The Mayor’s Intern Fellows Program has become a Dallas tradition, one new mayor Eric Johnson plans to continue.
Students representing 52 Dallas ISD, Richardson ISD, and public charter high schools, participated in eight-week, paid internships at some of Dallas’ top corporations, nonprofits, and legal firms.
Of approximately 2,400 students who applied for internships, 370 students got jobs at the more than 200 participating businesses and nonprofits.
One of those students, 16-year-old Olivia Bason, now a junior at Hillcrest High School, interned at Accenture, a business management consulting firm.
“Being able to fully experience aspects of corporate America at such a young age was at first overwhelming but soon became thrilling.” -Olivia Bason
“Being able to fully experience aspects of corporate America at such a young age was at first overwhelming but soon became thrilling,” Bason said. “The eight weeks I spent at Accenture was an opportunity I will forever be thankful for. I got to network, broaden my communication and leadership skills, as well as understanding how being proactive and paying attention to detail is really important in any occupation.”
Bason, who plans to attend a four-year university and major in communications or media studies, said that her parents’ roles in media inspired her potential career choice.
“Growing up as a child with parents who worked in media and radio, I was always fascinated with how small aspects of a job contribute drastically to the final product,” she said. “I even see myself applying for a full-time job at Accenture after college since I loved my brief time there.”

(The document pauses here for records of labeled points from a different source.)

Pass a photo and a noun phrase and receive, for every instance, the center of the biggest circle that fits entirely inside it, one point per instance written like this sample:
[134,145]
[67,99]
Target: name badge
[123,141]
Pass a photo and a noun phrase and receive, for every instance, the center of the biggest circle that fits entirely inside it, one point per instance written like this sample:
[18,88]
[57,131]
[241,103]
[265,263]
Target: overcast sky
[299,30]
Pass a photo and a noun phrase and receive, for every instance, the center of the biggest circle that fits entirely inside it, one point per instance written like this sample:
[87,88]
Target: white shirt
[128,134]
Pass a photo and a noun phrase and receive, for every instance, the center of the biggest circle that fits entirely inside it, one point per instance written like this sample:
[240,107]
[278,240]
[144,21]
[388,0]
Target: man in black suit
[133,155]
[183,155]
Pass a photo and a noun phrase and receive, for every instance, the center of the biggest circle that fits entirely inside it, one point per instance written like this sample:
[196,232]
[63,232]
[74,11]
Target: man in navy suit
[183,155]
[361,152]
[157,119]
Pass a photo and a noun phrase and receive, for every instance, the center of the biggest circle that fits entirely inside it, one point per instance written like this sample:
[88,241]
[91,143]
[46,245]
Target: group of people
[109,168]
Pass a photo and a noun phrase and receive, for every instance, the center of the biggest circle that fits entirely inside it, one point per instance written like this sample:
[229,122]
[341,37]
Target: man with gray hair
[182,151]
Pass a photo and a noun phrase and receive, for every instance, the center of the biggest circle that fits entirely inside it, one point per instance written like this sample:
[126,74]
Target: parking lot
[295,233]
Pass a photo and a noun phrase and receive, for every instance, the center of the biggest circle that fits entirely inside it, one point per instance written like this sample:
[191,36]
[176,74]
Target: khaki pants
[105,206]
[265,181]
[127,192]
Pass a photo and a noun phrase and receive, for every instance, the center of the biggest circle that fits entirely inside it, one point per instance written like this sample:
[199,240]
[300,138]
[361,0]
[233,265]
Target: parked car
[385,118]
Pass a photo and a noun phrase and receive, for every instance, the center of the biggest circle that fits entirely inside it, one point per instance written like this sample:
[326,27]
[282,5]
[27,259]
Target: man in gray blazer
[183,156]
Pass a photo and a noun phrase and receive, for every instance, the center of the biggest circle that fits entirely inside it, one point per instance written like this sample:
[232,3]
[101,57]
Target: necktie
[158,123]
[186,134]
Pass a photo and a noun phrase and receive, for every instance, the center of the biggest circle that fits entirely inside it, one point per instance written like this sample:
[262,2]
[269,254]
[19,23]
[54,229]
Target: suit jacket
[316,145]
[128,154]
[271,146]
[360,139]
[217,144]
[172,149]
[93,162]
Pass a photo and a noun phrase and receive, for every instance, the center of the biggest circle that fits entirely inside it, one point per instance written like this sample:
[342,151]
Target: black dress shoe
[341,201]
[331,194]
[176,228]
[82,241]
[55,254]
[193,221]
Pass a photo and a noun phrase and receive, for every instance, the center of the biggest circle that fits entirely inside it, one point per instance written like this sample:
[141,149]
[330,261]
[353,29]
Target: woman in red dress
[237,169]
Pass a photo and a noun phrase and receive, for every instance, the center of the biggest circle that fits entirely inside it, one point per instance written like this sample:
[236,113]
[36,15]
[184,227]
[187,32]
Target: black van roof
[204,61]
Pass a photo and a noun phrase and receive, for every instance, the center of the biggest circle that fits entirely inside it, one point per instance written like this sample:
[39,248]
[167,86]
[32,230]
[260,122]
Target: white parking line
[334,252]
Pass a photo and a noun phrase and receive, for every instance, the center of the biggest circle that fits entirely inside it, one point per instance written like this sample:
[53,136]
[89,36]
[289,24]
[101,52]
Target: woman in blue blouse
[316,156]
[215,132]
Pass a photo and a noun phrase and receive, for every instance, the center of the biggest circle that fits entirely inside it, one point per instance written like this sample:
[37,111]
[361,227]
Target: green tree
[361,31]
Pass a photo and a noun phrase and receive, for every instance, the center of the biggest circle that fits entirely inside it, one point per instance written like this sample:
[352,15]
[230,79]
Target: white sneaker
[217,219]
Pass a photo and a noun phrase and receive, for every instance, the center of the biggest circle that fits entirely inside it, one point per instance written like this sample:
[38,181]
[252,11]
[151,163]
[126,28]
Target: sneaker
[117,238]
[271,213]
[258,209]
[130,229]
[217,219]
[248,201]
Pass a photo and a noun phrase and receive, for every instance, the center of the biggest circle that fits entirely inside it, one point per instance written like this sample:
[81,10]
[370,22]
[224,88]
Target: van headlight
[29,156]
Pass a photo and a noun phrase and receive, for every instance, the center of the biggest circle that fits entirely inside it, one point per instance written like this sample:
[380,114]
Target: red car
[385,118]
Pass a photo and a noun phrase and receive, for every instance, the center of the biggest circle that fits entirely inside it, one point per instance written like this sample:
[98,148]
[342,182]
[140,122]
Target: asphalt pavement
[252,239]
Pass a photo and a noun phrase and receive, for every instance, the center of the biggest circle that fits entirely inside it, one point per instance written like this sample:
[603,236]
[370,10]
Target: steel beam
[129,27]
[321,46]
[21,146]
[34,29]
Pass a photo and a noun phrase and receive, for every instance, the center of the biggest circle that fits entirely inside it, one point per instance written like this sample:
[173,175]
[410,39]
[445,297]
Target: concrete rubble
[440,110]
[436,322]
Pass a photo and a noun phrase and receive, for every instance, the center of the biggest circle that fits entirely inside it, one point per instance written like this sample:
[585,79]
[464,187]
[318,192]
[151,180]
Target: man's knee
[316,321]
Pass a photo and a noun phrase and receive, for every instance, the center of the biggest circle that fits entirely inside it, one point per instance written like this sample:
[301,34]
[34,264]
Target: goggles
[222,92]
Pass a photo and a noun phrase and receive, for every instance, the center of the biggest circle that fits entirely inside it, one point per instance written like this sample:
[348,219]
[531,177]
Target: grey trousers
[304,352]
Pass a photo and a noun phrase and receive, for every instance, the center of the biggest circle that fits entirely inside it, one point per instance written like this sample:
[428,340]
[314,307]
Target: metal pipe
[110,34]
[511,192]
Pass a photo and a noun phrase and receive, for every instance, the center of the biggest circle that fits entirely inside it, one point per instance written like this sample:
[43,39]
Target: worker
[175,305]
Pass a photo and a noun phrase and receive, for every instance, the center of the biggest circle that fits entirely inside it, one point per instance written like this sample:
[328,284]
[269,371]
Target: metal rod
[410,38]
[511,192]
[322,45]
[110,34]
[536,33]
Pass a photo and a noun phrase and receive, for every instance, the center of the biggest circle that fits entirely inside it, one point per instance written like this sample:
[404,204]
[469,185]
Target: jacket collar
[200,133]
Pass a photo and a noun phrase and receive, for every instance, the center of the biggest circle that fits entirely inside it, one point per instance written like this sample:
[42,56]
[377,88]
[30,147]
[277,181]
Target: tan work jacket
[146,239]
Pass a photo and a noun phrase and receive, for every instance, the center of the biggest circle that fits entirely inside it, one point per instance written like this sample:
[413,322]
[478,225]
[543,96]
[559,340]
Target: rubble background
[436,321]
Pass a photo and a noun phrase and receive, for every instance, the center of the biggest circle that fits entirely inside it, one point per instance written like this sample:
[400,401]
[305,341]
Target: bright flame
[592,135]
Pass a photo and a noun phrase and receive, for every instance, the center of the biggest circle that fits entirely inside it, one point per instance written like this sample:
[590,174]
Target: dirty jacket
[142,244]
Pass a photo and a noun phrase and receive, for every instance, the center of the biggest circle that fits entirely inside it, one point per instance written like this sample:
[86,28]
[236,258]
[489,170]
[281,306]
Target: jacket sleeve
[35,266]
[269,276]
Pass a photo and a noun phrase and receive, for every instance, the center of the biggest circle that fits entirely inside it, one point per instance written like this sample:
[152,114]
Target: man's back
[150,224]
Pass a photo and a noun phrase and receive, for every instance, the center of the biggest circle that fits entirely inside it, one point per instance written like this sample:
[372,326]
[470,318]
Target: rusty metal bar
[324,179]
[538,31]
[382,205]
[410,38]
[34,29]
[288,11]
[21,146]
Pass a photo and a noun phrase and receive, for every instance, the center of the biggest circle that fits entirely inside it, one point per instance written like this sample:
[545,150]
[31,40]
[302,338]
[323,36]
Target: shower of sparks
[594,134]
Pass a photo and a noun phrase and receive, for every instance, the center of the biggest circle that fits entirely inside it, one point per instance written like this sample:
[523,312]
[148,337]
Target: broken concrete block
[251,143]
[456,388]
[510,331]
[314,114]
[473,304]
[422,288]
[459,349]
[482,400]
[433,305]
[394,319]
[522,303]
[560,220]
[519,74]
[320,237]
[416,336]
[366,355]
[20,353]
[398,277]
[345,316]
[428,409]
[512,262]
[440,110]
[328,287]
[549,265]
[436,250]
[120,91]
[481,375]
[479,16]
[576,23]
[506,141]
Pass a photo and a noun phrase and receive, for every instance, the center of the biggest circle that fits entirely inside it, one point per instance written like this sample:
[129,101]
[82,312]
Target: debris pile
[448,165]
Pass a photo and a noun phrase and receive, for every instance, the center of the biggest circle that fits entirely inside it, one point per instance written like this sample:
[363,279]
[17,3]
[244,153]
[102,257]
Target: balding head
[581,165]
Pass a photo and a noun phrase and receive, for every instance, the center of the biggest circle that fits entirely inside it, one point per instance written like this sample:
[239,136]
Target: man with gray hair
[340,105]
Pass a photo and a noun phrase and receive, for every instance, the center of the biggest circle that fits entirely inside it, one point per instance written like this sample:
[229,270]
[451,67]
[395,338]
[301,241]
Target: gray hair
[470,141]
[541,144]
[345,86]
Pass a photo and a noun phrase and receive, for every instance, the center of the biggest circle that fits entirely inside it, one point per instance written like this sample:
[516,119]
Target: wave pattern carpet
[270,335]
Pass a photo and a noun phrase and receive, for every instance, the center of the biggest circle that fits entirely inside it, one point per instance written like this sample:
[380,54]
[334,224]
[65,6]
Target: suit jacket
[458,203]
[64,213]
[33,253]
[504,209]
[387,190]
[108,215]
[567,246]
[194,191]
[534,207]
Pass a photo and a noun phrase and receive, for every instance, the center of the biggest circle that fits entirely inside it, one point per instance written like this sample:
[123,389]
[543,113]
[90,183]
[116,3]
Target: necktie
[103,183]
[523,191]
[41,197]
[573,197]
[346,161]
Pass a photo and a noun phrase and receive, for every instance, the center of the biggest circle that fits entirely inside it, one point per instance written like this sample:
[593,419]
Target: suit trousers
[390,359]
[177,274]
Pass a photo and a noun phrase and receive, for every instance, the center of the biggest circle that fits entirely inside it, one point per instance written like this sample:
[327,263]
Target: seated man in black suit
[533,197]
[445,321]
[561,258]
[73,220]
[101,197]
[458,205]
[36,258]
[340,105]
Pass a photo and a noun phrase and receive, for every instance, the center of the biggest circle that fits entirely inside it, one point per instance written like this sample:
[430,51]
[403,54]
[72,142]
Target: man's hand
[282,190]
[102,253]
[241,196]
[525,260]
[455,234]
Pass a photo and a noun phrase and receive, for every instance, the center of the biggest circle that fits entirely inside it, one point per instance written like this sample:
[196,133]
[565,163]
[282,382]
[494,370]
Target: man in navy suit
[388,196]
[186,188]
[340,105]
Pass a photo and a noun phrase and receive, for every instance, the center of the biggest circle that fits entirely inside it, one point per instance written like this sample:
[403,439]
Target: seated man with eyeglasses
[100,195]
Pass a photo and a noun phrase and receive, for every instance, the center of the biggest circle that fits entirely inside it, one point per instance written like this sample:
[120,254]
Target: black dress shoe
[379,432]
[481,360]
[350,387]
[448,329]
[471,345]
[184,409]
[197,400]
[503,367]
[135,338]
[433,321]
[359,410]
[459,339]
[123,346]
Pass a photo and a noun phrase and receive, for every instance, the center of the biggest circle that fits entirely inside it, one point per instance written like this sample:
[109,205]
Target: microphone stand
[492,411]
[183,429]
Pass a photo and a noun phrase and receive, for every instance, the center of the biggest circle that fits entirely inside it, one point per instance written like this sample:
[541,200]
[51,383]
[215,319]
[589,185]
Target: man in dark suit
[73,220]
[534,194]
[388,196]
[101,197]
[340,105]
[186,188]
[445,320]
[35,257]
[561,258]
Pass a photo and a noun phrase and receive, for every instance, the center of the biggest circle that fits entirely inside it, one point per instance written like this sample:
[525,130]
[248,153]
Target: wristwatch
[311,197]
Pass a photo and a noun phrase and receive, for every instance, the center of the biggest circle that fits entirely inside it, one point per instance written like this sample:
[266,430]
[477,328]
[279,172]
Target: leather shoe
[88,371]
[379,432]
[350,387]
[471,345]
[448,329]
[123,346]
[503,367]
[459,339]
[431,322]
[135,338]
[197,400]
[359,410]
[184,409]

Accenture managing director Jorge Corral said that Bason “demonstrated strong leadership and communication skills” during her internship.
“We very much appreciated Olivia’s positive and energetic approach to work,” Corral said. “She asked questions to understand expectations, requirements, and timelines, and consistently went above and beyond the call of duty.”
The intern program began in 2008. For the past seven years, Bank of America has given $100,000 annually, allowing 280 interns to work at 100 nonprofits.
“As a Dallas native who grew up in West Dallas and Oak Cliff, I strongly believe that education and workforce development are crucial to help our city grow its economy and to improve the well-being of all Dallas residents,” said Johnson, who was elected mayor in June. “What pleases me most about the Mayor’s Intern Fellows Program is that it prepares our young people to become successful members of our city’s workforce by teaching them essential skills, so they are career-ready before they have even finished high school.”